KN [00:03:48] Tell us about that.

 

LE [00:03:52] Well, my mother was suffering from a heart ailment. Her doctor was Canadian from North Vancouver. So I went to talk to him about going to Canada because I was admitted at Toronto, Winnipeg by the way, and Vancouver. He said don’t go to Winnipeg – it’s too cold. I remember him saying that. And then Toronto I knew a lot of people in Toronto, and I figured I want to go somewhere different. So he said “go to Vancouver.” He said it’s the best climate in Canada and all that stuff. But I was a cricket player you see, and I said well “but there’s no cricket in Vancouver.” And he said “yes, there’s a lot of cricket in Vancouver.” So that was it… So I went to UBC.

 

KN [00:04:45] And what was your experience going to UBC. This will have been what, in the 50s?

 

LE [00:04:50] I went to UBC in 1953. September ’53.

 

KN [00:04:57] And did you immediately set out to become a teacher when you went to university?

 

LE [00:05:00] No I wasn’t sure. My dad discouraged us from becoming a teacher. He used to say that there are no financial advantages of being a teacher.
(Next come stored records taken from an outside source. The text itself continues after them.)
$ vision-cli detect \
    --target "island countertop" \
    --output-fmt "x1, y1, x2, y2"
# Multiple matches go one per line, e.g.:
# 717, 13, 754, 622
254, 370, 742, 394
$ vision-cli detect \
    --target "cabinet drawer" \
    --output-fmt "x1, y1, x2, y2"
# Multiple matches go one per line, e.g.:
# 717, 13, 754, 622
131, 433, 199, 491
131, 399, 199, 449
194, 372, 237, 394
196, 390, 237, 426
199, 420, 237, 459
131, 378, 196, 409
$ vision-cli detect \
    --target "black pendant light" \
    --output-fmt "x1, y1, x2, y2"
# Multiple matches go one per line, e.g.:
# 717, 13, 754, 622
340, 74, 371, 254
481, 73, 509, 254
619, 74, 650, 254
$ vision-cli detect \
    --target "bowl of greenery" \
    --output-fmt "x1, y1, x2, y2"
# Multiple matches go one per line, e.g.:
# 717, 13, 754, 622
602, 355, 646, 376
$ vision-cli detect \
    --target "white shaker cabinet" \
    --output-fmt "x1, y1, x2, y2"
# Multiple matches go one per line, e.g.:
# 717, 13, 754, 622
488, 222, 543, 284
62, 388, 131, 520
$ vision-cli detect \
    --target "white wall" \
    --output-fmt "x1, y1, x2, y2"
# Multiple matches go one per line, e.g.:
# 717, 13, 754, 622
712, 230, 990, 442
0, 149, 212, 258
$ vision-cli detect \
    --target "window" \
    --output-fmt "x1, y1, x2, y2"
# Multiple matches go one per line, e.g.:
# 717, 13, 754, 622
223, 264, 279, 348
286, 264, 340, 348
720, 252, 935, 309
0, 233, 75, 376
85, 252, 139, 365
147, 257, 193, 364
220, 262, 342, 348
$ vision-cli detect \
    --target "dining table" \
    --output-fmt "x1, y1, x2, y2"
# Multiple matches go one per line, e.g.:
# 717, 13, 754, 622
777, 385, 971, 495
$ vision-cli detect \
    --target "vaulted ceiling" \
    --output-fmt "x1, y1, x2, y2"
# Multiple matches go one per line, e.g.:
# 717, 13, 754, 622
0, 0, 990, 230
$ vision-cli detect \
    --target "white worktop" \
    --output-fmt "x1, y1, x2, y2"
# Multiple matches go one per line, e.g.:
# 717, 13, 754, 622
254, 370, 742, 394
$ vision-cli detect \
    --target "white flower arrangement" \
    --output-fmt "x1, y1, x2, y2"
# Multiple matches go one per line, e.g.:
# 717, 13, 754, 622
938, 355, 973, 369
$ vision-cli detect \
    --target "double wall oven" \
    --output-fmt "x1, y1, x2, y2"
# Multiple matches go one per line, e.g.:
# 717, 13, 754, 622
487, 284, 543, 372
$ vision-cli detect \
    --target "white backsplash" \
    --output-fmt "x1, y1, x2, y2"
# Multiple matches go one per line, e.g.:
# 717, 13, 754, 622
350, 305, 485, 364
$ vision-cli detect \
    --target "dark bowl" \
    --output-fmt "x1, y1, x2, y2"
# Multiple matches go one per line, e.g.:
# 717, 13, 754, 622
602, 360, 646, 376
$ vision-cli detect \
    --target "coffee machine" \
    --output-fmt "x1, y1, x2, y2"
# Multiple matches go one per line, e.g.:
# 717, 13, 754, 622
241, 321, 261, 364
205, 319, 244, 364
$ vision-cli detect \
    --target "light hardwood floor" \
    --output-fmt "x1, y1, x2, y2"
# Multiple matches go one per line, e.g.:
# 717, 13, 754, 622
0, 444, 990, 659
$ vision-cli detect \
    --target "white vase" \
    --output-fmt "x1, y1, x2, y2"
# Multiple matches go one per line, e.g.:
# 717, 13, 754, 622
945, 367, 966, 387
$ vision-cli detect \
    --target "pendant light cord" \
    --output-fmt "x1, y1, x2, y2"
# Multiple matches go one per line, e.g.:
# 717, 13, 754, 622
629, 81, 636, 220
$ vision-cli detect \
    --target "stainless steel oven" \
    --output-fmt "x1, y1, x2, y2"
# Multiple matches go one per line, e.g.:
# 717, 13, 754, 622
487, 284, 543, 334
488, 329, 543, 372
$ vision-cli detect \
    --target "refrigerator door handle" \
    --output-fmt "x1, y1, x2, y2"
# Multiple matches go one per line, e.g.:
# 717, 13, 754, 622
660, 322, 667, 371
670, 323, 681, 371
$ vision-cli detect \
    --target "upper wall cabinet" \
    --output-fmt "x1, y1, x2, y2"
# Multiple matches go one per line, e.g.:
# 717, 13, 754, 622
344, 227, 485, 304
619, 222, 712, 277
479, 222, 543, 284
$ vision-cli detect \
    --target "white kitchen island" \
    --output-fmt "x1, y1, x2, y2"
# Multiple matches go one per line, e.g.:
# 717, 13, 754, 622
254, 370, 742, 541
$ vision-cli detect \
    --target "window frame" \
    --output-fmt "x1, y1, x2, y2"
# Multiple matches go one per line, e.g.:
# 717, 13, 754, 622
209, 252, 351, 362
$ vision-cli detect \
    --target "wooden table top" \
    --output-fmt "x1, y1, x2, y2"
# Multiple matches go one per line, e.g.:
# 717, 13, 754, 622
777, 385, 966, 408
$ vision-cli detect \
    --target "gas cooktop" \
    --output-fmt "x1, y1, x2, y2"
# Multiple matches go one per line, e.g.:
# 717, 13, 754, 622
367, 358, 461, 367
Everybody wanted to be a doctor or a lawyer or something with that where there’s money involved.

 

LE [00:05:19] I had no desire to be. I did pre-med by the way. I did biology, chemistry, physics and so on, but I didn’t … my heart wasn’t in that. I know though he said don’t be a teacher, but that’s what I wanted to do. So in 1957 I took a job on Texada Island. That’s my first job and it was great. I had a wonderful time there. Texada was like a republic.

That’s the way I saw it. There were no police on the island but there was no crime on the island of any kind. And I never locked my house and so on. And if I left some papers at home I’d tell the kids “on your way back from lunch, just open my door and pick up these papers”. I loved the place.

 

LE [00:06:14] So then I worked there for a year and then I went to Princeton. I spent a year in Princeton, I didn’t like Princeton very much. More or less the authoritarian attitude of the principal there.

 

LE [00:06:35] Actually, may I give a story? The first meeting we had, in the first week, and the Friday we had a staff meeting. And the principal … I didn’t know that’s how he ran stuff, because in Texada, everybody took part in it. It was a very nice place to be. But in this one, he made out the agenda, passed it out, and that’s what we talked about – what’s on his agenda. So anyhow, he got to one point about kids running around in the corridors and he said “I noticed that there are students in the corridors during class time.” And he said “It’s your responsibility to have the kids in the classroom blah, blah blah” he went on. So

after he was finished I put my hand up because nobody ever questioned that guy. So I put my hand up and I said “well I can understand the problem. If there are students outside,

maybe two or three of my students, and there were 28 students inside, am I to leave these kids and go look for the ones who are outside?” So the whole staff now, they kind of….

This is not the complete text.